Connecticut this week became the latest state to restore voting rights to people with felony convictions who are on parole.
Democratic Gov. Ned Lamont signed into law a measure that will allow at least 4,000 Connecticut residents on parole to vote in future elections. The state previously permitted those with felony convictions to vote only once they were on probation.
This year, New York and Washington also restored voting rights to people with felony convictions who are released from prison. Twenty states now offer the franchise to previously incarcerated people with felony convictions. Proponents say the right to vote is a crucial step to rejoining the community after serving a prison sentence.
Connecticut’s provision was included in the state’s budget bill. A standalone measure passed the Senate last month but failed to get a House vote.
This law corrects a longstanding injustice in the Constitution State, argued Eliza Sweren-Becker, counsel in the Voting Rights and Elections Program at the Brennan Center for Justice at New York University School of Law, which advocates for expanded ballot access.
“Although they live and work in the state, the roughly 4,000 people on parole in Connecticut were prohibited from voting,” she said in a statement this week. “Now they will be able to participate fully as citizens in the decisions that affect them and their families.”

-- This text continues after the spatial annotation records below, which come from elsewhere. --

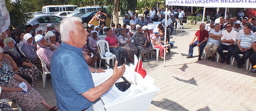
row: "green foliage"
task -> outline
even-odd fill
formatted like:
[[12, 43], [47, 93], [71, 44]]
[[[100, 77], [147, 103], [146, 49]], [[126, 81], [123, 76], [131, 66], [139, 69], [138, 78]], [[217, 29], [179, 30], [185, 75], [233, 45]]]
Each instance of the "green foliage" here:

Some Connecticut Republican lawmakers opposed the measure, saying people convicted of felonies should fulfill the entirety of their punishment—parole and fines included—before they can vote again.
“An individual should successfully complete all the requirements imposed upon them when they are judged guilty of any serious crime,” said Republican state Sen. John Kissel during a May floor debate.
This disagreement remains a sticking point across the country. In Florida, Republicans rolled back a voter-backed measure that would have restored voting rights for people with felony convictions once they leave prison. The state now requires people to pay all their fines before regaining their voting rights.
There are still more than 5 million Americans who are denied the right to the vote because of their felony convictions, according to the Sentencing Project, a Washington, D.C.-based organization that lobbies for the restoration of voting rights.